Enviada em 12/07/2020

A hora de trabalho de uma mulher ainda vale um quarto a menos do que a de um homem no maior país da América Latina. Em vez de espelhar diferenças como educação ou experiência, a diferença salarial parece refletir práticas discriminatórias e normas sociais, mesmo que a Constituição brasileira autorize homens e mulheres aos mesmos direitos.

Um novo estudo do Banco Mundial revela que, se essa desigualdade for totalmente eliminada do mercado de trabalho, não apenas as mulheres - mas também a economia nacional - poderão sentir os benefícios.

O relatório Igualdade de Gênero e Crescimento Econômico no Brasil considera um conjunto hipotético de leis anti-discriminação destinadas a promover a igualdade de remuneração entre homens e mulheres. E embora a conseqüência imediata dessa política seja um aumento na renda familiar, muitos outros efeitos podem ser sentidos a longo prazo.

Uma renda mais alta leva a um nível mais alto de poupança privada, que tem um efeito positivo direto no crescimento e na receita tributária, de acordo com o relatório. Além disso, maiores receitas tributárias também levam a maiores gastos públicos em saúde e educação, o que gera impactos positivos na saúde de crianças e adultos.

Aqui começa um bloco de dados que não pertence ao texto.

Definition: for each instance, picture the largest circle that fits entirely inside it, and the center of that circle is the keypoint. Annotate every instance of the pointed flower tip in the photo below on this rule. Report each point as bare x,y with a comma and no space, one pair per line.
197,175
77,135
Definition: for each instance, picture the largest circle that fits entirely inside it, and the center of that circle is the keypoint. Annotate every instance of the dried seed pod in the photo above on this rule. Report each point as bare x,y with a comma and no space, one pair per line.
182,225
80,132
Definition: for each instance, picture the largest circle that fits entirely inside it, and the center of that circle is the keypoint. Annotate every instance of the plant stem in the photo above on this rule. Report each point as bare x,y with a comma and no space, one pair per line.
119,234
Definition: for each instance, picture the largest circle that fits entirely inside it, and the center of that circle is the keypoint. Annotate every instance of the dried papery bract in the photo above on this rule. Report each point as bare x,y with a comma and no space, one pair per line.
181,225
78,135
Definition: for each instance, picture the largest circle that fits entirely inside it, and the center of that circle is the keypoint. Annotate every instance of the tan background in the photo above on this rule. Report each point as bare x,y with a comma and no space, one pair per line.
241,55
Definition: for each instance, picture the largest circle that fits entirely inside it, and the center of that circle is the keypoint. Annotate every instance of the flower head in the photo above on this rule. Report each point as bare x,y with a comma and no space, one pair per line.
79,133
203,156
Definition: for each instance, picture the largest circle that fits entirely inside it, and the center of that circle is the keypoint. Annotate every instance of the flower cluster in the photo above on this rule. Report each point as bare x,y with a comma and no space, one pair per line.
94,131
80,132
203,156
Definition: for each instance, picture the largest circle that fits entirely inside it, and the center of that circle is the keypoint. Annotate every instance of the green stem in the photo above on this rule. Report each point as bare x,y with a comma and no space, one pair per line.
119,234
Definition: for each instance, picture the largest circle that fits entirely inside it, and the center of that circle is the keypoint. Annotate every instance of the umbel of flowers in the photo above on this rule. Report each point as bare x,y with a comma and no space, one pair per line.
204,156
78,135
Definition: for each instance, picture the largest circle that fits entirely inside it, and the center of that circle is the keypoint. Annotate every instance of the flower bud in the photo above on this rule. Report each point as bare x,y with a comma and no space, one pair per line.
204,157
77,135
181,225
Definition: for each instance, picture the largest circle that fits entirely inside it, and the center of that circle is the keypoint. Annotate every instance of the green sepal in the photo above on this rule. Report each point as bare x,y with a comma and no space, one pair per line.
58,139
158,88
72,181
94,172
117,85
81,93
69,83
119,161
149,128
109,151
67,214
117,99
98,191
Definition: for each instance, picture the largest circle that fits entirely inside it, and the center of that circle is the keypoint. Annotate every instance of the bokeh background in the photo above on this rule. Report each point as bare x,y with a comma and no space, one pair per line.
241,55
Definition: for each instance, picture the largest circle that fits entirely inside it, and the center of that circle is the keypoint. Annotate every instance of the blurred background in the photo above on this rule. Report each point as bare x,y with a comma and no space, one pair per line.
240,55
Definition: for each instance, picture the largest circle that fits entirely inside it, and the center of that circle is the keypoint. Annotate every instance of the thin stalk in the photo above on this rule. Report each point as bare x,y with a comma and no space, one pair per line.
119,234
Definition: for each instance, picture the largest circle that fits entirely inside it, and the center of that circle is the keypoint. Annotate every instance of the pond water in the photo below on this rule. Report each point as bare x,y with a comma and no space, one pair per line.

“Assim, a longo prazo, uma redução no viés de gênero leva a uma melhoria no estado de saúde das mulheres e a um aumento de cerca de 0,15 ponto percentual na taxa de crescimento do produto”, afirmam economistas e autores Otaviano Canuto, vice-presidente do Banco Mundial, e Pierre-Richard Agénor, professor da Universidade de Manchester.

As mulheres já representam quase 44% da força de trabalho do Brasil . Além disso, 59,3% das empresas brasileiras têm uma mulher entre os principais proprietários. Eles também superaram os homens em todos os níveis de ensino. Mesmo assim, as mulheres brasileiras ainda são tratadas de forma desigual pelo mercado de trabalho - e continuam a suportar o peso do tempo alocado nas tarefas da família.